CIA believes Saudi crown prince ordered Khashoggi’s assasination
The CIA believes Saudi Crown Prince Mohammed bin Salman ordered the killing of journalist Jamal Khashoggi in Istanbul: sources
Saturday, 17th November 2018
The CIA believes Saudi Crown Prince Mohammed bin Salman ordered the killing of journalist Jamal Khashoggi in Istanbul, sources familiar with the matter said on Friday.
The sources said the CIA had briefed other parts of the U.S. government, including Congress, on its assessment, which contradicts Saudi government assertions that Prince Mohammed was not involved.
The CIA’s finding, first reported by the Washington Post, is the most definitive U.S. assessment to date tying Saudi Arabia’s de facto ruler directly to the killing.
Both the White House and the State Department declined to comment.
“The claims in this purported assessment is false,” a spokeswoman for the Saudi Embassy in Washington said in a statement. “We have and continue to hear various theories without seeing the primary basis for these speculations.”
Trump and top officials of his administration have said Saudi Arabia must be held to account for any involvement in Khashoggi’s death, but they have also stressed the importance of the U.S.-Saudi alliance.
U.S. officials have said Saudi Arabia, a major oil supplier, plays an important part in countering what they see as Iran’s malign role in the region, and Trump has repeatedly said he does not want to imperil U.S. arms sales to the kingdom.
While the Trump administration on Thursday imposed sanctions on 17 Saudis for their role in Khashoggi’s killing, many lawmakers think the United States should take a tougher stance, and the CIA’s findings are likely to embolden that view.
Khashoggi, a critic of the Saudi government and a columnist for the Washington Post, was killed at the Saudi consulate in Istanbul on Oct. 2 when he went there to pick up documents he needed for his planned marriage to a Turkish woman.
Khashoggi had resisted pressure from Riyadh for him to return home.

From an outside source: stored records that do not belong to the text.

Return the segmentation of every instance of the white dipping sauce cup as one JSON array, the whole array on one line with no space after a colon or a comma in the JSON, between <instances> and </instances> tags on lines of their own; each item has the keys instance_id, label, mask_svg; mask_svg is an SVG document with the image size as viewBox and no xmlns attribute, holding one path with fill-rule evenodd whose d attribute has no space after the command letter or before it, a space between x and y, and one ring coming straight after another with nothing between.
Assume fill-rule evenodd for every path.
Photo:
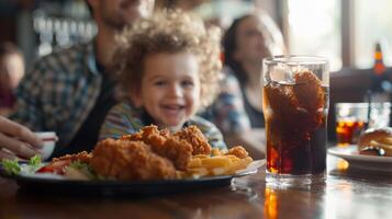
<instances>
[{"instance_id":1,"label":"white dipping sauce cup","mask_svg":"<svg viewBox=\"0 0 392 219\"><path fill-rule=\"evenodd\" d=\"M42 155L42 160L47 160L55 150L58 137L55 131L35 132L35 135L44 142L43 148L38 150Z\"/></svg>"}]
</instances>

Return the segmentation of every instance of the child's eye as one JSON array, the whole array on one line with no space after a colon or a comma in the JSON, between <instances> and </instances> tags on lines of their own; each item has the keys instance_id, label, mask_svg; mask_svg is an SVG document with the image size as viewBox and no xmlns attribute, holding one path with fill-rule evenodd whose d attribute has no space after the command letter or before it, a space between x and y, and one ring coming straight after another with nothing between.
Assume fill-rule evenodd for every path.
<instances>
[{"instance_id":1,"label":"child's eye","mask_svg":"<svg viewBox=\"0 0 392 219\"><path fill-rule=\"evenodd\" d=\"M181 82L181 87L182 88L191 88L191 87L193 87L193 81L182 81Z\"/></svg>"},{"instance_id":2,"label":"child's eye","mask_svg":"<svg viewBox=\"0 0 392 219\"><path fill-rule=\"evenodd\" d=\"M155 81L155 82L154 82L154 85L157 85L157 87L163 87L163 85L165 85L165 84L166 84L165 81Z\"/></svg>"}]
</instances>

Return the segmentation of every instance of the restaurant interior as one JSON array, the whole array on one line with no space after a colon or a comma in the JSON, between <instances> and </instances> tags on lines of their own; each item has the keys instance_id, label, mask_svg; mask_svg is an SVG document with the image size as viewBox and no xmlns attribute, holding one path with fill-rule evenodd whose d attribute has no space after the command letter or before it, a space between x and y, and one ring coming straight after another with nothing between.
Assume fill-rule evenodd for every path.
<instances>
[{"instance_id":1,"label":"restaurant interior","mask_svg":"<svg viewBox=\"0 0 392 219\"><path fill-rule=\"evenodd\" d=\"M53 51L94 41L98 26L87 1L1 0L0 44L12 44L18 48L23 57L23 71L27 73L37 60ZM91 0L91 2L100 1ZM142 0L115 0L113 2L117 1L132 4ZM260 168L257 174L238 178L229 177L228 180L222 176L219 182L206 178L204 183L199 182L199 184L177 182L167 185L163 181L158 181L158 183L147 182L146 184L135 183L132 185L126 183L86 185L72 182L58 185L53 182L42 183L40 178L25 181L22 177L22 181L19 181L16 177L16 181L13 181L15 178L8 178L0 174L0 218L389 218L391 216L392 160L388 157L392 155L392 152L389 154L388 150L392 151L392 128L387 131L391 131L388 134L390 135L388 139L391 139L389 142L385 140L384 142L380 141L380 145L372 145L374 141L370 140L366 148L362 148L360 152L356 151L355 155L348 154L348 148L345 147L357 147L357 143L360 143L365 138L361 138L363 132L369 130L367 128L382 129L392 126L392 114L390 113L392 101L392 15L390 11L392 1L155 0L155 10L161 9L180 9L201 18L205 25L219 26L222 33L225 33L233 22L244 14L254 11L267 14L277 31L280 32L283 45L283 50L272 53L270 56L299 55L322 57L327 60L327 78L320 79L328 87L324 97L327 100L325 103L327 117L324 118L326 124L324 153L325 155L328 153L326 155L326 176L322 177L324 183L313 185L316 180L312 178L310 180L310 182L314 181L310 183L312 185L306 186L268 185L269 180L266 180L270 176L268 174L279 172L273 168L273 170L268 168L273 165L273 162L268 158L273 155L272 152L267 151L269 149L262 150L267 161L257 160L267 162L267 173L266 168L260 168L264 164L257 163L255 165ZM259 61L261 65L262 60ZM266 67L262 65L262 68ZM312 68L309 67L307 70L312 72ZM3 67L0 70L3 71ZM262 70L265 76L266 71ZM23 74L25 73L23 72ZM260 76L262 76L261 72ZM8 79L3 76L0 76L0 80L2 80L0 87L11 83L7 82ZM16 89L18 84L12 88L11 92L15 92ZM0 94L0 115L8 117L15 110L15 105L8 104L10 100L4 96L5 94ZM14 96L16 102L18 97L20 96ZM341 114L348 113L345 112L348 105L346 104L347 107L341 111L338 107L341 103L367 104L366 113L362 116L365 125L362 124L356 129L343 130L339 119ZM374 103L389 104L385 110L387 117L377 118L381 117L383 112L371 110ZM262 104L271 103L259 101L260 108ZM287 106L282 105L282 107ZM264 113L266 114L266 112ZM221 127L219 126L219 128ZM272 131L272 129L267 127L267 131ZM243 135L245 138L253 138L249 135L255 135L256 139L260 139L264 145L261 147L266 147L266 135L268 134L265 132L264 125L254 130L254 132ZM292 129L292 131L290 135L296 135L298 130ZM349 131L349 134L341 131ZM0 135L3 134L0 132ZM283 135L281 134L281 136ZM350 136L347 137L347 135ZM224 138L226 140L225 135ZM313 138L313 136L309 138ZM4 142L0 140L0 151L2 148L7 148L2 145ZM238 142L242 145L243 141L226 140L226 142L228 142L227 145ZM380 149L379 146L384 148ZM251 149L246 149L253 157ZM314 152L312 150L310 149L311 153ZM368 152L369 154L374 152L378 155L374 155L377 158L362 158ZM220 152L217 153L220 154ZM225 153L225 155L227 154L235 155L236 152ZM255 155L254 161L264 155ZM247 158L249 157L247 155ZM242 162L251 163L250 161L245 162L244 158ZM313 170L317 169L315 163L312 163L310 175L313 175ZM175 162L175 164L177 163ZM295 164L290 165L295 166ZM378 170L381 165L383 165L382 170ZM2 171L0 165L0 172ZM273 177L271 181L276 181L278 176L271 177ZM31 189L24 192L23 188L32 184L35 192L32 193ZM227 184L229 185L227 186ZM130 188L132 186L134 187ZM166 192L163 192L163 187ZM45 191L47 188L52 192L64 189L64 193L60 195L36 193L37 189ZM97 194L91 195L94 193L100 195L98 197ZM80 196L83 195L80 194L87 194L88 198L81 198ZM119 194L121 197L117 197ZM130 198L130 196L132 197Z\"/></svg>"}]
</instances>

Saudi officials have said a team of 15 Saudi nationals was sent to confront Khashoggi at the consulate and that he was accidentally killed in a chokehold by men who were trying to force him to return to the kingdom.
Turkish officials have said the killing was intentional and have been pressuring Saudi Arabia to extradite those responsible to stand trial. An adviser to Turkish President Tayyip Erdogan on Thursday accused Saudi Arabia of trying to cover up the murder.
Saudi Arabia’s public prosecutor said on Thursday that he was seeking the death penalty for five suspects charged in the killing. The prosecutor, Shalaan al-Shalaan, told reporters the crown prince knew nothing of the operation, in which Khashoggi’s body was dismembered and removed from the consulate.
U.S. officials have been skeptical that Prince Mohammed would not have known about plans to kill Khashoggi, given his control over Saudi Arabia.